4/18, Friday – Day 2/20 - REHAB
Interesting good day. We got moved to the private bigger room with a longer bed with an air mattress. Speech Therapist and the Nutritionist came by and we’re all on the same page regarding his food. The ST will be visiting 5 days a week to help with his throat, swallowing and his speaking again.
PT assisted with the transfer to his new room by sitting him up and putting him in a wheelchair. The first time I’ve seen him sitting in 20 days, I was excited, even though it took everything out of him, it showed him what it felt like to be off his back.
4/19, Saturday – Day 3/21 - REHAB
Still not getting his or my needed rest when they are coming in after 10pm to take care of “things” and then again between 4 and 5am, because it seems there are times during the night we have our own issues to deal with, such as potty breaks or Jerry trying to break out of his bed. It’s better but I just want him to get better and go home…we are both so done with hospitals.
His catheter was leaking so they pulled it out and it had stuff all over it and clogged, it was so painful because he is raw there too, not blisters but just from not being totally cleansed. The nurse was going to put it back in and I told her absolutely not, she said he might still have bladder issues and I told her to give him the bladder ultrasound first. Of course it showed his bladder was functioning and not retaining. I am really getting tired of them doing only because it’s protocol.
My daughter came by and did our laundry and brought over some needed supplies, I am so grateful for her assistance. She told me that 3 of her friends have recently been diagnosed with MRSA…ITS LIKE AN EPIDEMIC! She even said, she had it in her armpit years ago, I have never even heard of it until the doctors told me what he had, and then I had to research it.

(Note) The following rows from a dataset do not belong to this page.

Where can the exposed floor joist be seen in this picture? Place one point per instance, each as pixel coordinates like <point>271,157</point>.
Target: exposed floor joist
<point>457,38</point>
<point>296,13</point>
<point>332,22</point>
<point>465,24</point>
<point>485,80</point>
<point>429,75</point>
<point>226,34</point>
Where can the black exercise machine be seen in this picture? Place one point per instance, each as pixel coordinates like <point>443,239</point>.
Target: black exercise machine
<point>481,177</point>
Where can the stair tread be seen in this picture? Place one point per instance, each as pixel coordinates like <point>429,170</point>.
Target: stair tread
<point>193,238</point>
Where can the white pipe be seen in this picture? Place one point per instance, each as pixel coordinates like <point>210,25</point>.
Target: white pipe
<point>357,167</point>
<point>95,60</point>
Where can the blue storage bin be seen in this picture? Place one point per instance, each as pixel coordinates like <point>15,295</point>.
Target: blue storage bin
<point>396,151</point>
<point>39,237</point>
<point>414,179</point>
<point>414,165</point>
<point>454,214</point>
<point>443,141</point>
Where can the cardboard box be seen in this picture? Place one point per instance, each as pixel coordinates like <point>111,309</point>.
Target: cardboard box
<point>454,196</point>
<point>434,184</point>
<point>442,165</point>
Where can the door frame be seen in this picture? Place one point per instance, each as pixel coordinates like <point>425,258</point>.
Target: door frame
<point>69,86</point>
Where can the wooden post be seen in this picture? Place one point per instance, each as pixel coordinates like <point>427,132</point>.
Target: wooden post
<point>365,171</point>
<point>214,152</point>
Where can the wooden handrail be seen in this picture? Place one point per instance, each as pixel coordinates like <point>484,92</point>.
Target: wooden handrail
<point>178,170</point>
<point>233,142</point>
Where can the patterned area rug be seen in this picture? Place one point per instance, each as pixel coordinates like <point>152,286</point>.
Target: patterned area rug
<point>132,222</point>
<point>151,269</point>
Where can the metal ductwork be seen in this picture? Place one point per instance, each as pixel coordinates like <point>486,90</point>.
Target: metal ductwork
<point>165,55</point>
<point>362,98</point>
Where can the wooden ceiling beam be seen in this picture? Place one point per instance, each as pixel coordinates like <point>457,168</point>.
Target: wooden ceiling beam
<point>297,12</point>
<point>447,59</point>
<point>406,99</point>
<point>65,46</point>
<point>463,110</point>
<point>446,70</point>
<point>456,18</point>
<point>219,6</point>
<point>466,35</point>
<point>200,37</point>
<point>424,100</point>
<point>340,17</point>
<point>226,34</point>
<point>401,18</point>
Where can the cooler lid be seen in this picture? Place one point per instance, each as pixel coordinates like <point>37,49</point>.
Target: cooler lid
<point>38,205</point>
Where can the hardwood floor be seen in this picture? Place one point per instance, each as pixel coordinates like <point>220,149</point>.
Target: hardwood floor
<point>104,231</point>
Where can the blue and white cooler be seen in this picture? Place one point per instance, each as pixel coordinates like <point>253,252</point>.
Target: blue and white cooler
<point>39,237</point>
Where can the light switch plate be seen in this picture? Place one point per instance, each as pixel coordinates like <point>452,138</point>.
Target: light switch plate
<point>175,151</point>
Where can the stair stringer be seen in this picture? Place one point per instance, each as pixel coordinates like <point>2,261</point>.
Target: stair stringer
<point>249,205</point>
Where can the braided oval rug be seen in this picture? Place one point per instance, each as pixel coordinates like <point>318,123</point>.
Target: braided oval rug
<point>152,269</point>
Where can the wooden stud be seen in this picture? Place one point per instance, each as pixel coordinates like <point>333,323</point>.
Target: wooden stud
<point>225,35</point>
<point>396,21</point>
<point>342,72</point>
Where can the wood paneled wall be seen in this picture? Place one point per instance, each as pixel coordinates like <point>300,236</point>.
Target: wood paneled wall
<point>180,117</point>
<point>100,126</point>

We had been watching our carbs and had lost about 30lbs each, but in the last 21 days, Jerry has lost another 50lbs, this diet is not recommended. He’s eating, but nothing all that great, just little meals 3 times a day. His appetite has increased a lot since being in rehab because the diet here allows him to eat real prepared food that they just cut to tiny portions, and so far he’s enjoying the new tastes. Hopefully he’ll continue eating so he can get healthy again.
Clean clothes and a shower, wow, never thought it could be so nice! Shaving Jerry was on the list of things to do, and now I have my Jerry back. In 28 years of marriage, I have never seen him with this much hair on his face, and I didn’t like it, it makes him look so old. I’ll try to keep up on it now, but will have to just continue using the electric razor, he refuses to allow me to use a razor blade on his face. Another thing, he cannot lift his head without a lot of effort, so he has a skunk streak on the back of his head because he could only do so much each way without any help and at this point I did not have any more energy to continuously ask for IMPORTANT things and just get brushed off.

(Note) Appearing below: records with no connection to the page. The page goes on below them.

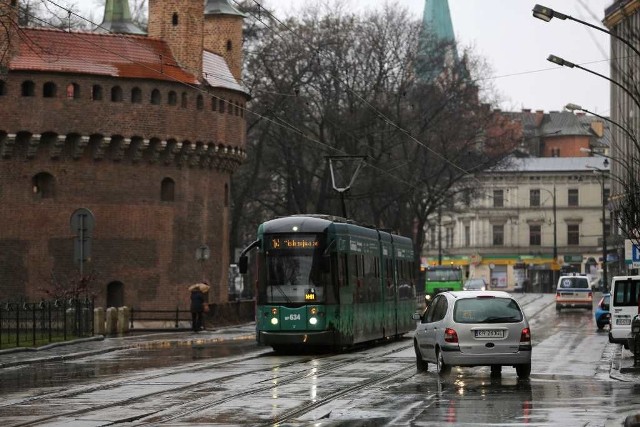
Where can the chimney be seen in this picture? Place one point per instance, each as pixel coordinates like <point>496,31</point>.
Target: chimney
<point>597,127</point>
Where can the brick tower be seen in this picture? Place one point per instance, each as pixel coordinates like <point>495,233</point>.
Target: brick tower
<point>142,131</point>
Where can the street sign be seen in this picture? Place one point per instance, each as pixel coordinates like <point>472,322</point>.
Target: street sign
<point>631,254</point>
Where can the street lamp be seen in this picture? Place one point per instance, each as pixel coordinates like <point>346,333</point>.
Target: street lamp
<point>546,14</point>
<point>564,63</point>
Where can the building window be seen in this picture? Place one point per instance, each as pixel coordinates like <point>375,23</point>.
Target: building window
<point>173,98</point>
<point>28,88</point>
<point>167,190</point>
<point>43,185</point>
<point>156,98</point>
<point>534,198</point>
<point>448,237</point>
<point>573,234</point>
<point>136,95</point>
<point>535,235</point>
<point>96,93</point>
<point>73,91</point>
<point>572,199</point>
<point>498,198</point>
<point>498,235</point>
<point>116,94</point>
<point>49,90</point>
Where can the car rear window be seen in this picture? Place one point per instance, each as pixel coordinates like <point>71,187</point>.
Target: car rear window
<point>487,310</point>
<point>574,282</point>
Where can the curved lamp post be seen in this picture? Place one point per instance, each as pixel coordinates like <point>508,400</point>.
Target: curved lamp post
<point>546,14</point>
<point>564,63</point>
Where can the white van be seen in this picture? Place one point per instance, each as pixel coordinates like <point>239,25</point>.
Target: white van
<point>623,307</point>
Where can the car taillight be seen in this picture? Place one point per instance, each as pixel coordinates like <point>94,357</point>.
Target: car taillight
<point>450,335</point>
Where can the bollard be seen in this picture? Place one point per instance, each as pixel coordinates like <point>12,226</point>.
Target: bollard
<point>111,322</point>
<point>635,340</point>
<point>124,315</point>
<point>98,321</point>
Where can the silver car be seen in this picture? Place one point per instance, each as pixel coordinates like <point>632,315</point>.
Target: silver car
<point>473,328</point>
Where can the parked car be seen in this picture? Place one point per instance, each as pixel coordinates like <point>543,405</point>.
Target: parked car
<point>473,328</point>
<point>573,291</point>
<point>601,313</point>
<point>475,285</point>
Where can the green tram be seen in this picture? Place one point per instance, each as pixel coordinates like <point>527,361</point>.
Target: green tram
<point>441,278</point>
<point>325,282</point>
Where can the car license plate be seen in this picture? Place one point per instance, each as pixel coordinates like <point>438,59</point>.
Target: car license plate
<point>489,333</point>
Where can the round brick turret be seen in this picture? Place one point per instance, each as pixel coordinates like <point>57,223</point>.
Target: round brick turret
<point>114,124</point>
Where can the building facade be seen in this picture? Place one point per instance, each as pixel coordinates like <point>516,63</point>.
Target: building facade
<point>138,133</point>
<point>536,215</point>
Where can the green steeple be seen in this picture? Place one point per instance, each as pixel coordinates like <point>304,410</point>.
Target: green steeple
<point>117,19</point>
<point>437,20</point>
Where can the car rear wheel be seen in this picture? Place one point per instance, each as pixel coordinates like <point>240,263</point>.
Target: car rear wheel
<point>443,368</point>
<point>421,365</point>
<point>523,370</point>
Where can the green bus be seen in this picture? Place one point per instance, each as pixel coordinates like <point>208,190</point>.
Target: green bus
<point>440,278</point>
<point>326,282</point>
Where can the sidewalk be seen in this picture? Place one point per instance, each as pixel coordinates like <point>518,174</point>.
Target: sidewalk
<point>99,344</point>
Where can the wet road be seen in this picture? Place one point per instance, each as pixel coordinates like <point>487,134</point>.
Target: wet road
<point>238,383</point>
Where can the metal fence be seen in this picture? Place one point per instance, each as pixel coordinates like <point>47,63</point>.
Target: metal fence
<point>35,324</point>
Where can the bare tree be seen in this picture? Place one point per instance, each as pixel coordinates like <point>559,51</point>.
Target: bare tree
<point>335,83</point>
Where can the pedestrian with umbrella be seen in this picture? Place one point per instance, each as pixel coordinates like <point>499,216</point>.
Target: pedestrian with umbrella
<point>198,304</point>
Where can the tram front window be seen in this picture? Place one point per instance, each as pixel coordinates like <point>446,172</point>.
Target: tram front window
<point>293,278</point>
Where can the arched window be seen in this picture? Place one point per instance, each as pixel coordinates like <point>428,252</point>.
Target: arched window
<point>28,88</point>
<point>136,95</point>
<point>173,98</point>
<point>73,91</point>
<point>115,294</point>
<point>156,98</point>
<point>167,190</point>
<point>116,94</point>
<point>43,185</point>
<point>49,90</point>
<point>96,93</point>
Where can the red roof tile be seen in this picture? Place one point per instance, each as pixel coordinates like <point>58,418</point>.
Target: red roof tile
<point>114,55</point>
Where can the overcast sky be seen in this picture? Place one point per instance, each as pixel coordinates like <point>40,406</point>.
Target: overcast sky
<point>515,45</point>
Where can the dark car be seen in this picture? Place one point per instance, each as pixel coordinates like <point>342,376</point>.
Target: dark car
<point>602,314</point>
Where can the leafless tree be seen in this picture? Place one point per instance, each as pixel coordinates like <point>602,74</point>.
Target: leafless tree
<point>335,83</point>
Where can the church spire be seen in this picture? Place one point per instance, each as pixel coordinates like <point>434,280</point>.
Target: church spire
<point>436,20</point>
<point>117,19</point>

They started an IV with sodium chloride injection because a nurse said he was showing a slight dehydration with his last labs. And, they FINALLY changed the wrapping on his PICC IV, that I had been begging them to do since early yesterday.
We are both concentrating on the good things and trying to just move forward from the not so good things.
There are so many photos, but they are gory looking and I’m not ready to share them yet!